Tuesday, July 2, 2013
Malaysian identity cards were issued to foreign migrants who worked at a logging camp in Kinabatangan, while some others collected theirs at a coffee shop in Kota Kinabalu, the Royal Commission of Inquiry on illegal immigrants in Sabah heard today.
Mameng Saleng, 63, who was born in Sulawesi, Indonesia, told the five-man RCI panel he had received his identity card while working with a logging company. His supervisor had offered the workers citizenship.
"In 1983, the manager asked me whether I wanted a Malaysian IC and I agreed at once," Mameng told the RCI panel led by former Sabah and Sarawak Chief Judge Tan Sri Steve Shim Lip Kiong.

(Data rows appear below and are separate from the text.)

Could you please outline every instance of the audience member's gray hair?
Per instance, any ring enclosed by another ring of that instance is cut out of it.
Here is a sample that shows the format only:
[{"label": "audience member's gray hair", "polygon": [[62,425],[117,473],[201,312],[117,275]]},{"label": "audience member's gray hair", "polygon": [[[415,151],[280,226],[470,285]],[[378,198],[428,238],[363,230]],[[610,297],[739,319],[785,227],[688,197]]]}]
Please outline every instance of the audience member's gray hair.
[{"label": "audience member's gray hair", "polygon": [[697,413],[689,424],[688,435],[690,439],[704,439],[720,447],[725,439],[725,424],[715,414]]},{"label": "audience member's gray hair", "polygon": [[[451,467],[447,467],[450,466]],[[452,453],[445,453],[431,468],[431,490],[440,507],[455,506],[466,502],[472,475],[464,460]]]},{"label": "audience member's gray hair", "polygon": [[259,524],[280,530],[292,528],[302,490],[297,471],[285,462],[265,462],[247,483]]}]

Mameng, who entered Sabah in 1981, admitted that all the documents related to the identity card were filled at the logging camp, although he still needed to go to the National Registration Department.
"I took a picture of myself, filled up all the forms at the camp, no testimonial was required. At that time, there were two men whom I did not recognise, handling the issuance of the IC," he said, adding the entire process took about two months.
Mameng only had to pay RM150. He has never failed to vote in every general election since then.
Another witness, Ahmad Soso, 53, admitted that he received his IC at a coffee shop in Kota Kinabalu after meeting a man of Bugis descent.
Ahmad, also born in Sulawesi, said he and his friends only had to pay RM10 stamp duty each to obtain their ICs. They did not have to go to the NRD.
He said the entire process was done at the man's house, including filling the application forms and taking their fingerprints. "He asked us how many people were applying, then we filled up the forms and he took our fingerprints," said Ahmad, a labourer at a botanical garden in Ranau.
After three months, the ICs were ready and Ahmad picked them up from a coffeeshop.
Ahmad, who is a registered voter, also told the RCI panel that except for 1990, when his voting centre was in Kudat, he had always voted since getting his IC. - July 2, 2013.